We are here confronted with a somewhat unusual situation in that a denial of Central’s application would not preserve the status quo concerning service presently available to the public. On the contrary, it would eliminate service heretofore rendered which had proved eminently satisfactory, albeit unauthorized. ' In fact, it was conceded by witnesses for appellants that granting the application would not add to the competition already existing. In this connection the Commission states: “Therefore, denial of the application would deprive the public of a service, the need of which has been demonstrated by consistent public use. The very fact of the impressive and substantial recent investments which the protestants have made in equipment and fa: cilities negatives any suggestion that applicant’s activities have had a serious competitive effect upon them”.

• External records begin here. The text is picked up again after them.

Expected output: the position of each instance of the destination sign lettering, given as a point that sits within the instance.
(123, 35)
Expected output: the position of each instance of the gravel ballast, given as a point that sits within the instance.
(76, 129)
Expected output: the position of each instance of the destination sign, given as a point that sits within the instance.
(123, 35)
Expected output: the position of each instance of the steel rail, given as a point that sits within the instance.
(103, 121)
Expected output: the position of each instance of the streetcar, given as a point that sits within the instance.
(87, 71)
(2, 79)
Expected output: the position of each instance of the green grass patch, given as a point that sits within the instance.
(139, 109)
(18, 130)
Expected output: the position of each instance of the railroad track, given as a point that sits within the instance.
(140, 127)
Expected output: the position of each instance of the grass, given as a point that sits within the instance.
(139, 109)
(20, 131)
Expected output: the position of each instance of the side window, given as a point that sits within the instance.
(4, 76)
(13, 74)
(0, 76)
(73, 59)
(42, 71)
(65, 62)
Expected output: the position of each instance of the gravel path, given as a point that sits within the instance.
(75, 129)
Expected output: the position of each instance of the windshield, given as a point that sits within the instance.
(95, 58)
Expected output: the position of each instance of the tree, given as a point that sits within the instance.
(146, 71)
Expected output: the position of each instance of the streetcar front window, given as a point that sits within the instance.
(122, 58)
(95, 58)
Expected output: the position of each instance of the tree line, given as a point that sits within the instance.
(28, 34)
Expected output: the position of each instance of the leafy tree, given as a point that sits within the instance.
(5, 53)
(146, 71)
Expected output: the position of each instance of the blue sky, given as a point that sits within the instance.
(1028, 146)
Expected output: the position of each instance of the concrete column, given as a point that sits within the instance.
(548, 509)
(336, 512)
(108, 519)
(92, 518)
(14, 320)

In conclusion, we have carefully reviewed the voluminous record and do not find errors of law, violation of constitutional rights, or lack of evidence to support the finding, determination, and orders of the Commission. It is our view that the evidence is sufficient, both as to quantity and quality, to justify the Commission’s disposition of the complaint proceeding and its grant of additional authority. Approval of Central’s application will not only accommodate many shippers along its routes, but will also permit the continuance of a public service of which these shippers have availed themselves and of which they stand in need. See Lancaster Transportation Co. v. Pa. P. U. C., supra, 181 Pa. Superior Ct. 129, 124 A. 2d 380.
Orders affirmed.
Act of May 28, 1937, P. L. 1053, 66 PS 1101 et seq.
It should be noted that Rule 202 is not operative merely as a matter of policy or unlimited discretion. The findings and order of the Commission must have a substantial basis in the evidence: Noerr Motor Freight, Inc. v. Pa. P. U. C., supra, 181 Pa. Superior Ct. 322, 124 A. 2d 393.